Si crea una distanza evidente. De Molfetta parla in tal senso di velo di Maya in una sorta di occultamento dei fenomeni. È il mistero della scienza, della conoscenza, della nostra stessa esistenza alla quale non è sempre facile attribuire un senso.
[1] F.Franco Repellini, Cosmologie greche, Loescher, Torino, 1980.
[2] C.Roda in conversazione con chi scrive, gennaio 2024.
[3] Le due galassie Bode e Sigaro sono rispettivamente distanti da noi 11.740.000 anni luce e 11.420.000 anni luce.
[4] Per realizzare queste foto Roda utilizza un filtro antinquinamento che fa emergere la temperatura della luce.
[5] F.Del Conte in conversazione con chi scrive, febbraio 2024.
[6] L.Pancrazzi, appunti di lavoro, 2024.
[7] Idem.
[8] S.Delafon in conversazione con chi scrive, febbraio, 2024.

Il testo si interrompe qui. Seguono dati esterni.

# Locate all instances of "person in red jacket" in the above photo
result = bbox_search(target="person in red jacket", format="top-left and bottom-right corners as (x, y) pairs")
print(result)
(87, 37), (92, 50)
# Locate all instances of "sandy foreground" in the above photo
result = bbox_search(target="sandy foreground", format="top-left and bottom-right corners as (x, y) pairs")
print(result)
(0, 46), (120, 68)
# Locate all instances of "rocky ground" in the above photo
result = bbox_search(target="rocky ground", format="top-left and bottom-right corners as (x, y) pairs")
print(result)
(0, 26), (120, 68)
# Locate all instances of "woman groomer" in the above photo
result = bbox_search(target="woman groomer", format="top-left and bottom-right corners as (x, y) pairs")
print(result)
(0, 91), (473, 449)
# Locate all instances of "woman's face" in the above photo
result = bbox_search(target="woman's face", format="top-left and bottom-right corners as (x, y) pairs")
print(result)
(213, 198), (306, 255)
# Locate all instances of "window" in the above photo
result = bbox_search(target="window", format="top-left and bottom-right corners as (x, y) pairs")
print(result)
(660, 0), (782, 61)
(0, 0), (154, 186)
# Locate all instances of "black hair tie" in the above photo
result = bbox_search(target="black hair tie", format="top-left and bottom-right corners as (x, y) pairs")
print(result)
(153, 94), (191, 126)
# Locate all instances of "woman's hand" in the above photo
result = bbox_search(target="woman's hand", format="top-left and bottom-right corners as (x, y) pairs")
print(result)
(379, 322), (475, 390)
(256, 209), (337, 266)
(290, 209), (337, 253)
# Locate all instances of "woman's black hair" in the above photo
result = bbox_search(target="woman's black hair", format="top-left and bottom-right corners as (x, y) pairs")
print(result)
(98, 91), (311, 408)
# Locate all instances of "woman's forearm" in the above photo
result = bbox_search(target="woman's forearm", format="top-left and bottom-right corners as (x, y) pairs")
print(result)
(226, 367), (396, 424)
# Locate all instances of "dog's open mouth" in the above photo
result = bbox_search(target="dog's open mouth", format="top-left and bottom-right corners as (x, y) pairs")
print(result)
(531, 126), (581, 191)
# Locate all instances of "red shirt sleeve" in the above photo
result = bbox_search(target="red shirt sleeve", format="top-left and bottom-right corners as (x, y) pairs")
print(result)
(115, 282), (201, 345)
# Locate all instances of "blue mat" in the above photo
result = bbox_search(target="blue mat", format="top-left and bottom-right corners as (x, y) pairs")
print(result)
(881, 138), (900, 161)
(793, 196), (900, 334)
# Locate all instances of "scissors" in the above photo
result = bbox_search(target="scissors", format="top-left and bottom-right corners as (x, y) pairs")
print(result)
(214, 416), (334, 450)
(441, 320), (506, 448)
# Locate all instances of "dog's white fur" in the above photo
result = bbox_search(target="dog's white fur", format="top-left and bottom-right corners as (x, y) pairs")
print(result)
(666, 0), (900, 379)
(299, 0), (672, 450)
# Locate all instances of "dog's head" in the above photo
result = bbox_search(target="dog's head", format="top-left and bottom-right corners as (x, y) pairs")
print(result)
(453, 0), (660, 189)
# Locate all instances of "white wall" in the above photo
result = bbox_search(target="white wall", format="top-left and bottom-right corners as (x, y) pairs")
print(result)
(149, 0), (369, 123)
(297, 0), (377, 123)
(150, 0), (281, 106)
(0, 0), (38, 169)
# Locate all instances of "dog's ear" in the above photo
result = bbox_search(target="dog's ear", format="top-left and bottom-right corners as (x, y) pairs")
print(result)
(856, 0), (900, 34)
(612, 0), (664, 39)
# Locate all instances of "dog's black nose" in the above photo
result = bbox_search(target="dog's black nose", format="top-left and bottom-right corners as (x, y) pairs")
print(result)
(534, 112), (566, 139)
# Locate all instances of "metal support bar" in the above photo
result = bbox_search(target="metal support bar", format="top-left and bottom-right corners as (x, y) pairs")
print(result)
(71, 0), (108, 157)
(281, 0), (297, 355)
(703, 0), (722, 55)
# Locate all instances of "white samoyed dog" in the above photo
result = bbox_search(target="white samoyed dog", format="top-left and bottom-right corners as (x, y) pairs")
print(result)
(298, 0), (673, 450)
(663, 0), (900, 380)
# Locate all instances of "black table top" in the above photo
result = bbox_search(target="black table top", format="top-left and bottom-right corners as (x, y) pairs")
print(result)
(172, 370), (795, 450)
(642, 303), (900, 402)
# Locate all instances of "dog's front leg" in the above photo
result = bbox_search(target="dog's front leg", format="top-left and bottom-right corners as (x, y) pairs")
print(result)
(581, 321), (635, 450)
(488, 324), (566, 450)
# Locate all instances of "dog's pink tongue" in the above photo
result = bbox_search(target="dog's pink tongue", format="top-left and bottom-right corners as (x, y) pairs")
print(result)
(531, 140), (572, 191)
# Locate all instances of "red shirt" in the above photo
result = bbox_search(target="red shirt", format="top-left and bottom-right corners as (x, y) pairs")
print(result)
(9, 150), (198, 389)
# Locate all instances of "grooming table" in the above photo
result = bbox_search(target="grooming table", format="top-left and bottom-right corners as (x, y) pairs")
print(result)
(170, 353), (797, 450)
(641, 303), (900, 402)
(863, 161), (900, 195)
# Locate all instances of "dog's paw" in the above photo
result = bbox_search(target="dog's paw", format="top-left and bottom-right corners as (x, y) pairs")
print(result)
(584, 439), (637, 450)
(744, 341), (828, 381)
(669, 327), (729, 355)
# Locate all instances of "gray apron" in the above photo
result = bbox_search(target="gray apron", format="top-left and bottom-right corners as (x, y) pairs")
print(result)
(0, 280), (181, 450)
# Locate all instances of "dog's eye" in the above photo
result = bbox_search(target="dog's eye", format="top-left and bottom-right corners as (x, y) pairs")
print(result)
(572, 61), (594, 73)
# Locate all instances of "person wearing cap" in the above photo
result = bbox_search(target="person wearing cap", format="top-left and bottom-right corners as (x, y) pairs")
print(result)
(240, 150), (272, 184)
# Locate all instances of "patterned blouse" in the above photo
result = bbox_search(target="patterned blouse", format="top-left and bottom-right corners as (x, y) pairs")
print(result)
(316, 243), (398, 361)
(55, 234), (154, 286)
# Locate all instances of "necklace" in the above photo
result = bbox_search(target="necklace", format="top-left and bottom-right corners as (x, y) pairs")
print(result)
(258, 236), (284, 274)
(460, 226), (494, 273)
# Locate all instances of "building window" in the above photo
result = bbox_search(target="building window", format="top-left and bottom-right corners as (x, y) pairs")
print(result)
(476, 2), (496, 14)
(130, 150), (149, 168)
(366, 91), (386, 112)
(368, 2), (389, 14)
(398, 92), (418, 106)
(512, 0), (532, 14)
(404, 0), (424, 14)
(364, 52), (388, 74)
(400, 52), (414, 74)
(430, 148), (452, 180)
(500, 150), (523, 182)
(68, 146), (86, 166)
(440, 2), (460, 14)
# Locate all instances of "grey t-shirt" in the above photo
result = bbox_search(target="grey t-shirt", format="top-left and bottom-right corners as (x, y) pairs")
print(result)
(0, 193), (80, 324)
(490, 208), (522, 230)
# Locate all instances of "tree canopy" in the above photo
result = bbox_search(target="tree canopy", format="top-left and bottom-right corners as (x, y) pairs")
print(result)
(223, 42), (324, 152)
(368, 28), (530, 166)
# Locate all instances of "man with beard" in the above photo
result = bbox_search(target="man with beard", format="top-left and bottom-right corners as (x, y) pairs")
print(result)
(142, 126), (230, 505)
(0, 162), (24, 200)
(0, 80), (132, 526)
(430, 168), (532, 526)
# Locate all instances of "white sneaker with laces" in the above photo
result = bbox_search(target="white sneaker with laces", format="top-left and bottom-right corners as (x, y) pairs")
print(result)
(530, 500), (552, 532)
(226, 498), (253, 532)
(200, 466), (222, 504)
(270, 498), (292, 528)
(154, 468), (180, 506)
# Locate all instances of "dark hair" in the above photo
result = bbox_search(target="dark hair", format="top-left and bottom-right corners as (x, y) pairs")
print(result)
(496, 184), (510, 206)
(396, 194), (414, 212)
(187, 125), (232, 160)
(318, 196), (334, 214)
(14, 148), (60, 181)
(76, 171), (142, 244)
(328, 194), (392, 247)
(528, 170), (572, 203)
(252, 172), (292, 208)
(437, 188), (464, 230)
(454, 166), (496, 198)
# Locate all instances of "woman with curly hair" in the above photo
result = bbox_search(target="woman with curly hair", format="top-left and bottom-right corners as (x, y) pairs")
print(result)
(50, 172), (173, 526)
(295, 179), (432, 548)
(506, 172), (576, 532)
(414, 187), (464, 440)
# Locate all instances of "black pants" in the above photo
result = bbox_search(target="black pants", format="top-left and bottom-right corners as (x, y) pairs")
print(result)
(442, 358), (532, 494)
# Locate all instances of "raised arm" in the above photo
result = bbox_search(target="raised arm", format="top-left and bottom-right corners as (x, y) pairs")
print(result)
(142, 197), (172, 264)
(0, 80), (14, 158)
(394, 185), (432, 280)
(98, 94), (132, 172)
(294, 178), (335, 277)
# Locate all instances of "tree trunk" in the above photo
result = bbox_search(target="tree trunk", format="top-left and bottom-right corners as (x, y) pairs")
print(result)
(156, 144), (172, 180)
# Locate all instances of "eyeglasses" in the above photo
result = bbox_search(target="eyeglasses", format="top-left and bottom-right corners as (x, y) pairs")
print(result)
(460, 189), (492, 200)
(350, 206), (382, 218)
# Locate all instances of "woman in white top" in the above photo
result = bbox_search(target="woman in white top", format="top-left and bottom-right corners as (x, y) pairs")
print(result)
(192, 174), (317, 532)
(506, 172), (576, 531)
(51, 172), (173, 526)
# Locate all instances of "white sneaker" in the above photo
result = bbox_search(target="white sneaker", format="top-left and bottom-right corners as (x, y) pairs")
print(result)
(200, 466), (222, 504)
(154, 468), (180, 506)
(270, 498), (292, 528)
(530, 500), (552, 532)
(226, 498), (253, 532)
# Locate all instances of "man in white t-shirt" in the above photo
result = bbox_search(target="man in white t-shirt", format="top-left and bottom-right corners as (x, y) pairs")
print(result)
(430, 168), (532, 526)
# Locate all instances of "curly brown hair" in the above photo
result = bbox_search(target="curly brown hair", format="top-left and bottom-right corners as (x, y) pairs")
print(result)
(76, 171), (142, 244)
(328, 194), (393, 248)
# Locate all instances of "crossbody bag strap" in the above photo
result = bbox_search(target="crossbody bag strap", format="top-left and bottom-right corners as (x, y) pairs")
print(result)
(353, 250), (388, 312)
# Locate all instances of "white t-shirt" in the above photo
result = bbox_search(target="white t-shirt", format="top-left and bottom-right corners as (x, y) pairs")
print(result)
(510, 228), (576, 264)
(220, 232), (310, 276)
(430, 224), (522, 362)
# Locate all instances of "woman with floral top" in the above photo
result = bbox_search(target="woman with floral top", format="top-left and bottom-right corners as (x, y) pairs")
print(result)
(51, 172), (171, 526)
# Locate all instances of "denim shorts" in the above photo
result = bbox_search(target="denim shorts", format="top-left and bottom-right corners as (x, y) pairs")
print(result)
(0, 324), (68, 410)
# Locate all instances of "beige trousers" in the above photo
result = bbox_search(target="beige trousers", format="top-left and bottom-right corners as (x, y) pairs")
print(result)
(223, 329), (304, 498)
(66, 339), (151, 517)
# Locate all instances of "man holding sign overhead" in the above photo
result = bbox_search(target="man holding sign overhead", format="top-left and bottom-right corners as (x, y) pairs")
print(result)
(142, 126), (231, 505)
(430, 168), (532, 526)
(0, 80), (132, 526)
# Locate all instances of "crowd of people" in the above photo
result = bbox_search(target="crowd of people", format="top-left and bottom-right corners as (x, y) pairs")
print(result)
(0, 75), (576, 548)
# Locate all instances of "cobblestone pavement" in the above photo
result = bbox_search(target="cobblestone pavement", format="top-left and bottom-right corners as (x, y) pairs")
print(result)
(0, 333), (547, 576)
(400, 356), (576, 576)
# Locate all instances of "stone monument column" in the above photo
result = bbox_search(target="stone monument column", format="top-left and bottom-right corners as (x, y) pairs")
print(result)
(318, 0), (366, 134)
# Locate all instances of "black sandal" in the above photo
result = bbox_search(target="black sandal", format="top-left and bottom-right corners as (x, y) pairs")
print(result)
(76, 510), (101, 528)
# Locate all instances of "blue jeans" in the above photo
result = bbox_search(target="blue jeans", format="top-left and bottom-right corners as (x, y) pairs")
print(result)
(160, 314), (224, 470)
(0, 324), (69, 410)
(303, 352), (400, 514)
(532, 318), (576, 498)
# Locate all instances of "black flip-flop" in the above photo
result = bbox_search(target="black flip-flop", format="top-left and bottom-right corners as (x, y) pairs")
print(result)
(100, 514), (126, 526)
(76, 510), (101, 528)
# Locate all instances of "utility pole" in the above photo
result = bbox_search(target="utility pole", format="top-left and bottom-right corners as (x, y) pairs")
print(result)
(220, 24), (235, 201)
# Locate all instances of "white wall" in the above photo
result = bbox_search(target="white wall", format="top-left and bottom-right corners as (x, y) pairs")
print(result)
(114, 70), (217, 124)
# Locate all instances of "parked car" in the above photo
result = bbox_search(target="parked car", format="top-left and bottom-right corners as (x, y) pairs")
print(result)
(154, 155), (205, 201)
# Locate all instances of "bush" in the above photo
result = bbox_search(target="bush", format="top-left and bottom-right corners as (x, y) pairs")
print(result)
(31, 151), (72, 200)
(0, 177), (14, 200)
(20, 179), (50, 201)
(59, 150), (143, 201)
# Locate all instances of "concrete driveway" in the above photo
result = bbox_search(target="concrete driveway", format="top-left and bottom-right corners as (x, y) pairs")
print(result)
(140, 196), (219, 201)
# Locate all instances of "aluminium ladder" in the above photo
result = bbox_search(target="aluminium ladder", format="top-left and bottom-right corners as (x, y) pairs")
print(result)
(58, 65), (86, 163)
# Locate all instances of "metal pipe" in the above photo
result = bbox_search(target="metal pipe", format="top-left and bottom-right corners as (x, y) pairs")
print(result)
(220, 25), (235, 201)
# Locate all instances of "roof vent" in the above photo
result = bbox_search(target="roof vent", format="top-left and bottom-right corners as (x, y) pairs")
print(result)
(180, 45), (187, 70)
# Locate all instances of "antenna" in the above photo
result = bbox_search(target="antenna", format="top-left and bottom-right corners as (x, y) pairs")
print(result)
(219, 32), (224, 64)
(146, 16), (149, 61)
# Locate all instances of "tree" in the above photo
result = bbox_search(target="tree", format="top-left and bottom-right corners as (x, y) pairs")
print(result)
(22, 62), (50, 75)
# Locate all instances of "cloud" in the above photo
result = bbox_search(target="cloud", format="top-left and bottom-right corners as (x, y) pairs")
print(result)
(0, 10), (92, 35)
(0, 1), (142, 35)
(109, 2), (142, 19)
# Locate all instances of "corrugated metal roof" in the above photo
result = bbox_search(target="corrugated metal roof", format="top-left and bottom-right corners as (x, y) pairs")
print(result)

[9] Si tratta di un progetto di Michela Eremita.
[10] Le stelle sono posizionate all’interno dell’opera in base a necessità formali e poetiche.
[11] P.P.Curti in conversazione con chi scrive.
[12] A.Madesani in Satoshi Hirose Pharmakon, Prearo Editore, Milano, 2023; p.180.
[13] S.Fineschi in conversazione con chi scrive, dicembre 2023.
[14] Idem.
[15] P.Parma, annotazioni sul lavoro, 2023.